Oh well, theater is all about the suspension of reality and you have a challenge here.
Costumes are an odd mix of periods. The Dutchman is in a red raincoat and what looks like either sunglasses or a Wotan-like eye patch. Maybe that is because he has been underwater, and away from the sun, for seven years. Fortunately, the music is glorious from its thrilling start to its ethereal finish.
This opera has a lot of standing around and singing. Director Tomer Zvulun tries to juice it up with a lot of movement—crosses to nowhere in particular and lots on kneeling and. He also tries to give it some visual interest with S. Katy Tucker’s mostly unsuccessful video projections. They put a too obvious face on Wagner’s text. You mention clouds and they suddenly appear. Waves? Here they are. It wouldn’t have been so irritating if it wasn’t so intrusive and ever present, not to mention fuzzy and in muddy black and white occasionally drenched in red. However, a clever, albeit grisly, touch was turning the Dutchman’s crew into bald zombies. Fortunately for Senta, the Dutchman himself remains a mysterious stud.
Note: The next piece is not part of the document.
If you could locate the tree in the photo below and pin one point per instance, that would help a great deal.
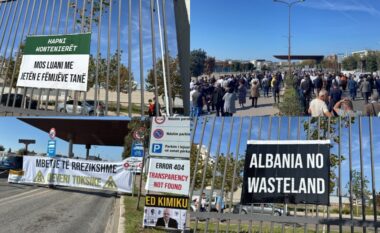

The creaky plot is relatively simple, if not a little bit silly. Satan cursed the Dutchman for blasphemy and, as punishment, he has to spend seven years in underwater exile. The curse can only be lifted by the faithful love of a virtuous woman, which he has been unable to find in centuries. Fortunately, the storm drives him into Daland's ship and later, his homeport. He and Daland hit it off and the desperate Dutchman immediately offers Daland treasure for the hand of his yet-to-be-seen daughter, Senta. The greedy Daland readily accepts. After all, she is his to sell to anyone he choses, right?
It is a lucky break for her father that Senta is already in love with the Dutchman because of his pathetic story and a picture of him that happens to be on the wall. When Daland arrives with the Dutchman in tow, it is her lucky day. But it is not such a lucky day for her ardent boyfriend, the huntsman Erik. The Dutchman eavesdrops their interaction and assumes that she is already being unfaithful, just minutes after her declaration of eternal love. He leaves, in anger, to go back to his ship and another submerged seven years. But Senta saves the day. She sacrifices herself by jumping into the sea after him and then we see them embracing in heaven.
(Since there is no shore, ocean or ship, she jumps Tosca-like out of a window at the top of the set.)
As the Dutchman, the Polish baritone Andrzej Dobber is a stern presence. His dark voice helps him with his characterization of a cold and totally unlovable man. Senta, portrayed by the American soprano Melody Moore, doesn’t care: she is in love with the legend and its neurotic drive towards suicide. As her avaricious father, the Icelandic bass Kristinn Sigmundsson is chilling with his heartless willingness to sell her to such a high bidder. His deep voice is perfect, especially when put in service of his buffoonery.
As her suddenly deserted boyfriend, Erik, played by Eric Cutler, shows off a real leading man tenor voice perfectly suited to Wagner’s demanding music. As the unreliable steersman, HGO Studio Artist tenor Richard Trey Smagur gives Cutler a run for his money in the tenor class.
But the real star of the production is HGO Artistic and Music Director Patrick Summers. He leads the score as Wagner intended, in one long act. Summers takes the entire two-and-a-half hours to build this wondrous score from the opening fanfare of doom to the eventual heavenly apotheosis at the end. At the Oct. 27 performance, the orchestra responded with equal intensity and the time seemed to pass by much more quickly than in other productions that are clumsily divided into two acts. In Summer’s capable hands, the music, which is really proto-Wagner, sounds more like the composer at the top of his game. The questionable set aside, this is a terrific production of an early Wagner opera that still remains in the repertoire.